Профессор Ода впоследствии оброс, и американский флаг, выжженный на его голове, весьма причудливо отразился на волосах – выросли звездно-полосато, так что профессор только укрепил свой неординарный облик. Однажды, когда я, профессор и два аспиранта засиделись за сборником тезисов к конференции, за мной заехал отец; они о чем-то поспорили, отец, кажется, назвал профессора «кривоногой обезьяной», впрочем, Ода не остался в долгу и сломал отцу нос. С этого случая отец проникся к футурологии некоторым уважением и отзывался о ней и о профессоре с почтением.
Артем опустил Ерша на землю и подтолкнул его к морю.
– Бегите, – сказал он.
Я взяла Ерша за запястье и повела к воде. Быстро, оглядываясь, стараясь держать ситуацию, хотя Артем ее и так держал; он потихоньку пятился за нами, держа багор перед собой.
Носители вернулись в реальность, поспешили к Артему, и один успел-таки кинуться. Оружие, которое изготовил Артем, оказалось эффективным: он взмахнул им как косой и подсек носителю колено, остальные устремились к нам.
Артем уже мог бежать, мы почти добрались до воды, и вряд ли что нам бы помешало. Артем зарубил еще троих.

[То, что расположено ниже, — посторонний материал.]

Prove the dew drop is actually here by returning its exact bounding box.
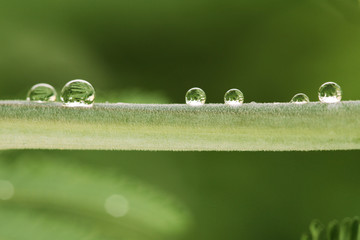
[224,88,244,106]
[60,79,95,107]
[319,82,342,103]
[26,83,57,102]
[290,93,310,104]
[185,88,206,106]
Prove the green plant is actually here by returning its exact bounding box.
[0,101,360,151]
[301,217,360,240]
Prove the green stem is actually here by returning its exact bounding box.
[0,101,360,151]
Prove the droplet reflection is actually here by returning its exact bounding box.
[319,82,342,103]
[185,88,206,106]
[60,79,95,107]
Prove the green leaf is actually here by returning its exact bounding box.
[0,154,191,240]
[0,101,360,151]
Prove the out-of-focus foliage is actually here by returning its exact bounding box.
[0,0,360,240]
[301,217,360,240]
[0,0,360,102]
[0,153,191,240]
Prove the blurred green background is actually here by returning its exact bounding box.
[0,0,360,240]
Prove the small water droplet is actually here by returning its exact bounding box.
[224,88,244,106]
[26,83,56,102]
[60,79,95,107]
[290,93,310,104]
[185,88,206,106]
[319,82,342,103]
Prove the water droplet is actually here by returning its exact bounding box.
[60,79,95,107]
[105,194,129,217]
[224,88,244,106]
[26,83,56,102]
[0,180,14,200]
[185,88,206,106]
[319,82,342,103]
[290,93,310,104]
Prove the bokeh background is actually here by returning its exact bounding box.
[0,0,360,240]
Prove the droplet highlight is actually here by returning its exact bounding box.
[60,79,95,107]
[319,82,342,103]
[224,88,244,106]
[290,93,310,104]
[26,83,57,102]
[185,88,206,106]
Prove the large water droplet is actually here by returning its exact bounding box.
[224,88,244,106]
[26,83,56,102]
[290,93,310,104]
[60,79,95,107]
[319,82,342,103]
[185,88,206,106]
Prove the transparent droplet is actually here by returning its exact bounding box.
[290,93,310,104]
[60,79,95,107]
[26,83,56,102]
[105,194,129,217]
[319,82,342,103]
[224,88,244,106]
[185,88,206,106]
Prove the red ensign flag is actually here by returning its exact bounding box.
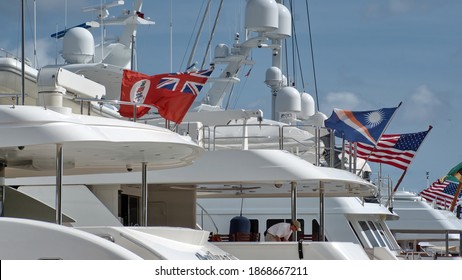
[119,68,213,123]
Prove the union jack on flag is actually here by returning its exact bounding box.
[156,69,213,96]
[119,67,213,123]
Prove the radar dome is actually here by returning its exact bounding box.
[306,112,327,127]
[215,44,229,58]
[62,27,95,64]
[266,3,292,39]
[299,92,316,120]
[245,0,279,32]
[275,87,301,112]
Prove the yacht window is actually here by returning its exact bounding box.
[375,223,393,249]
[359,221,379,247]
[368,221,386,247]
[348,221,365,248]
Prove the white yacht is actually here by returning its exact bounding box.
[0,1,235,260]
[382,191,462,259]
[3,0,399,259]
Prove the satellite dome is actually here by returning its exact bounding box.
[276,87,301,113]
[245,0,279,32]
[299,92,316,120]
[62,27,95,64]
[306,112,327,127]
[266,3,292,39]
[215,44,229,58]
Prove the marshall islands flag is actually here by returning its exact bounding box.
[324,104,401,146]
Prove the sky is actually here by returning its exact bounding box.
[0,0,462,195]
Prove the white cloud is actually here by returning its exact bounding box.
[364,0,446,18]
[402,85,444,122]
[321,91,376,114]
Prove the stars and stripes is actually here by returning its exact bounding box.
[420,180,462,208]
[346,130,429,170]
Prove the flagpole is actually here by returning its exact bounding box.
[355,101,403,174]
[449,181,462,212]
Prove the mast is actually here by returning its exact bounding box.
[21,0,26,105]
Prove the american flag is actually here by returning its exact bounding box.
[346,129,430,170]
[420,180,462,208]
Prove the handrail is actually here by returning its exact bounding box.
[196,202,218,233]
[0,93,21,105]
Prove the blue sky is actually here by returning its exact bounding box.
[0,0,462,194]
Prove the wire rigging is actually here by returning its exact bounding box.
[201,0,224,69]
[305,0,320,111]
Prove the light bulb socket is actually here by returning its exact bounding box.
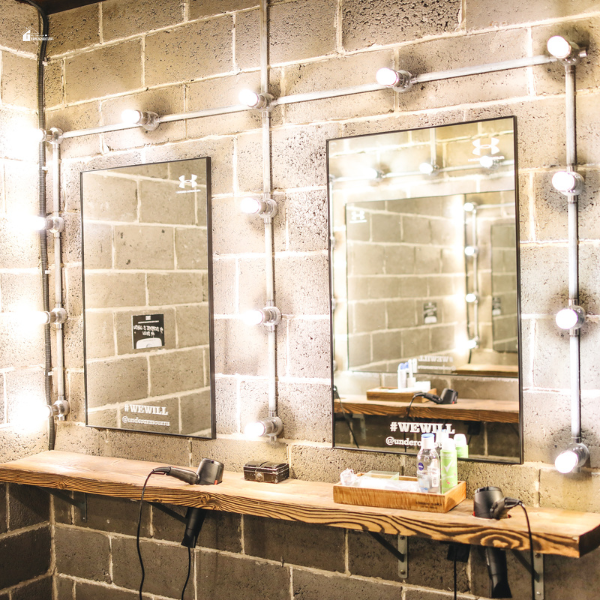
[556,304,586,331]
[546,35,587,65]
[552,171,585,196]
[554,442,590,475]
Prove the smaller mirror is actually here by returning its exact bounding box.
[81,158,214,438]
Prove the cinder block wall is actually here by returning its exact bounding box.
[0,0,600,600]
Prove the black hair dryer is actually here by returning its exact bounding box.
[473,486,518,598]
[181,458,224,548]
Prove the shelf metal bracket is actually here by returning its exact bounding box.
[368,531,408,580]
[40,488,87,523]
[148,502,187,524]
[513,550,544,600]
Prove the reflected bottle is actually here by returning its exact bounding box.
[417,433,440,494]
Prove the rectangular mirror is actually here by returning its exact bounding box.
[327,117,522,462]
[81,158,215,438]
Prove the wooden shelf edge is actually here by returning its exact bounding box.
[0,451,600,558]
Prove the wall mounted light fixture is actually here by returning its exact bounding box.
[375,67,413,92]
[121,108,160,131]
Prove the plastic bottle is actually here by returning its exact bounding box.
[440,438,458,494]
[417,433,440,494]
[454,433,469,458]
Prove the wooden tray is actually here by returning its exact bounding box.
[367,388,437,404]
[333,473,467,513]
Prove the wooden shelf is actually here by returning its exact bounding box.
[335,396,519,423]
[0,451,600,558]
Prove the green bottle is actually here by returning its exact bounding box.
[440,438,458,494]
[454,433,469,458]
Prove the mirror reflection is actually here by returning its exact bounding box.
[81,158,214,437]
[328,118,521,461]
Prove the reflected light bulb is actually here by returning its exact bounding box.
[238,90,260,108]
[244,421,267,437]
[240,196,261,215]
[375,67,399,87]
[121,108,142,125]
[546,35,573,58]
[554,450,579,473]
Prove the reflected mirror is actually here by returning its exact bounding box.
[327,117,522,462]
[81,158,214,438]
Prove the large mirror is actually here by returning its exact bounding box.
[81,158,215,438]
[327,117,522,462]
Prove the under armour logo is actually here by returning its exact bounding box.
[179,175,198,189]
[473,138,500,156]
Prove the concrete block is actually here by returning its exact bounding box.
[195,551,290,600]
[115,225,175,270]
[150,348,204,396]
[12,577,52,600]
[191,438,287,473]
[144,138,233,195]
[102,85,186,151]
[275,255,329,315]
[177,304,210,348]
[277,381,332,442]
[85,272,146,308]
[48,4,98,56]
[342,0,461,50]
[87,356,148,408]
[285,50,395,123]
[102,0,183,42]
[102,430,190,467]
[73,494,150,537]
[235,0,336,69]
[290,443,404,483]
[465,0,598,31]
[54,525,111,583]
[288,319,331,379]
[1,52,37,110]
[540,468,600,512]
[152,506,242,553]
[272,125,339,189]
[65,40,143,102]
[145,16,233,86]
[244,516,346,573]
[0,3,40,55]
[112,538,193,598]
[147,271,204,306]
[293,569,401,600]
[8,483,50,531]
[175,227,208,271]
[0,527,52,589]
[81,172,138,223]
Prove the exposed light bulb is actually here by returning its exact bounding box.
[552,171,584,196]
[479,156,495,169]
[121,108,142,125]
[240,196,262,215]
[546,35,574,60]
[556,306,585,329]
[244,421,267,437]
[375,67,400,87]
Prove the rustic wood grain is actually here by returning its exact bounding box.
[333,477,467,513]
[0,451,600,558]
[334,398,519,423]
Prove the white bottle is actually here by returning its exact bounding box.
[417,433,440,494]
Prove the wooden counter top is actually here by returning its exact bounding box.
[335,396,519,423]
[0,451,600,558]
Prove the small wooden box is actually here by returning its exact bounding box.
[333,473,467,512]
[367,388,437,404]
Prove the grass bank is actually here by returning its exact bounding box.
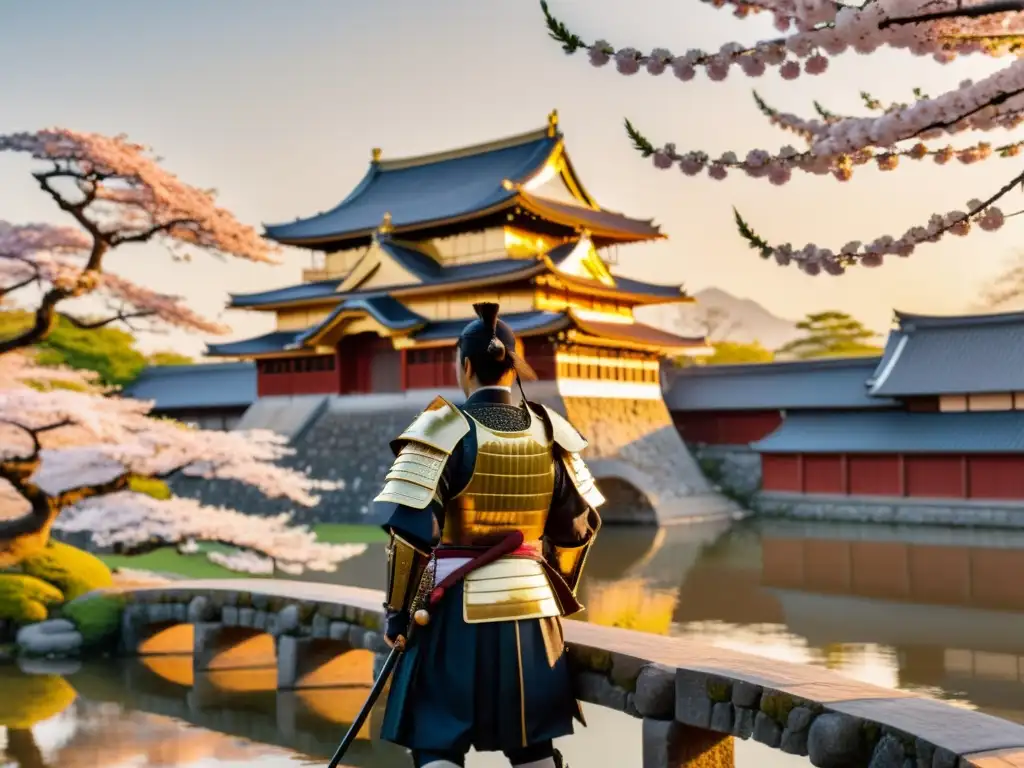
[99,523,386,579]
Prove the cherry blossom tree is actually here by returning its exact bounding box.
[0,128,278,353]
[0,352,359,572]
[541,0,1024,275]
[0,129,357,572]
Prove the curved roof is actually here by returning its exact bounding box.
[264,123,665,250]
[292,294,429,348]
[265,129,561,245]
[665,357,896,412]
[870,312,1024,397]
[572,313,708,349]
[751,411,1024,454]
[413,310,569,342]
[206,329,305,357]
[124,361,256,413]
[228,238,618,308]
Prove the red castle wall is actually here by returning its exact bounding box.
[672,411,782,445]
[761,454,1024,501]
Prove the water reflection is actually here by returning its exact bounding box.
[12,522,1024,768]
[0,656,806,768]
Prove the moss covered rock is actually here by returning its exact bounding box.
[22,542,114,600]
[128,475,171,501]
[60,594,125,648]
[0,573,65,624]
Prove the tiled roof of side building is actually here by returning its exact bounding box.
[260,130,560,245]
[124,362,256,412]
[751,411,1024,454]
[870,312,1024,397]
[206,329,305,357]
[292,294,428,347]
[227,278,341,307]
[666,357,896,412]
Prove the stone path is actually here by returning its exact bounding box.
[119,579,1024,768]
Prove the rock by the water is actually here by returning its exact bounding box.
[15,618,83,656]
[17,656,82,677]
[807,713,867,768]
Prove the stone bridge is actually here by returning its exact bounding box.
[110,580,1024,768]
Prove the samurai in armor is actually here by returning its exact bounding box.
[375,304,604,768]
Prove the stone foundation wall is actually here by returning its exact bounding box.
[688,443,761,506]
[174,382,735,523]
[753,493,1024,528]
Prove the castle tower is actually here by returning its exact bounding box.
[208,113,729,521]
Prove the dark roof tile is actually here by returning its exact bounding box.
[751,411,1024,454]
[206,330,303,357]
[666,357,896,412]
[871,312,1024,397]
[266,131,560,244]
[124,362,256,412]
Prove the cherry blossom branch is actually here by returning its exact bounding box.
[879,0,1024,30]
[626,115,1024,184]
[541,0,1019,91]
[0,128,279,354]
[60,309,156,331]
[733,166,1024,275]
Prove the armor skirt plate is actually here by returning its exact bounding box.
[381,584,582,752]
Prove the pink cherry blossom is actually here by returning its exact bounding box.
[0,352,353,572]
[0,128,280,353]
[55,492,366,572]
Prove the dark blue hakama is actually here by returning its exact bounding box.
[381,584,582,753]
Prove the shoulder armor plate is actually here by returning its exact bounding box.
[562,453,606,509]
[530,403,588,454]
[374,397,469,509]
[391,396,469,456]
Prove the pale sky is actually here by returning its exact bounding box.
[0,0,1024,353]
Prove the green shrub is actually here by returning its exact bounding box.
[128,475,171,502]
[60,594,125,648]
[20,542,114,600]
[0,573,65,624]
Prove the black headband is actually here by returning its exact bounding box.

А мы с Ершом вошли в море.
Лето в этом году выдалось жаркое, Восточное море прогрелось, ветер нагнал из пролива теплой воды, приятной и мягкой. Правда, выяснилось неподходящее обстоятельство – Ерш плохо держался в воде. Из-за отсутствия пальцев на ногах он не мог поймать равновесие в мелком песке, а ботинки не помогали, так что Ерш схватился за мой макинтош.
Через минуту к нам присоединился Артем; он сполоснул лезвие меча в воде и сказал:
– До Крильона – восемьдесят километров. Думаю, за неделю справимся.
Мы рассмеялись. И Ерш. Он засмеялся таким заливистым детским смехом, мы стояли в трех метрах от берега и хохотали, а с другой стороны берега, в метре от воды, собирались инфицированные, все-все. Они, разумеется, стремились к нам, хотя и оглохшие, но нюх у них сильный, зрение не улучшается, а вот слух и нюх напротив, на запах они и торопились, но, не дойдя до прибоя несколько шагов, остановились, точно увязнув в сети.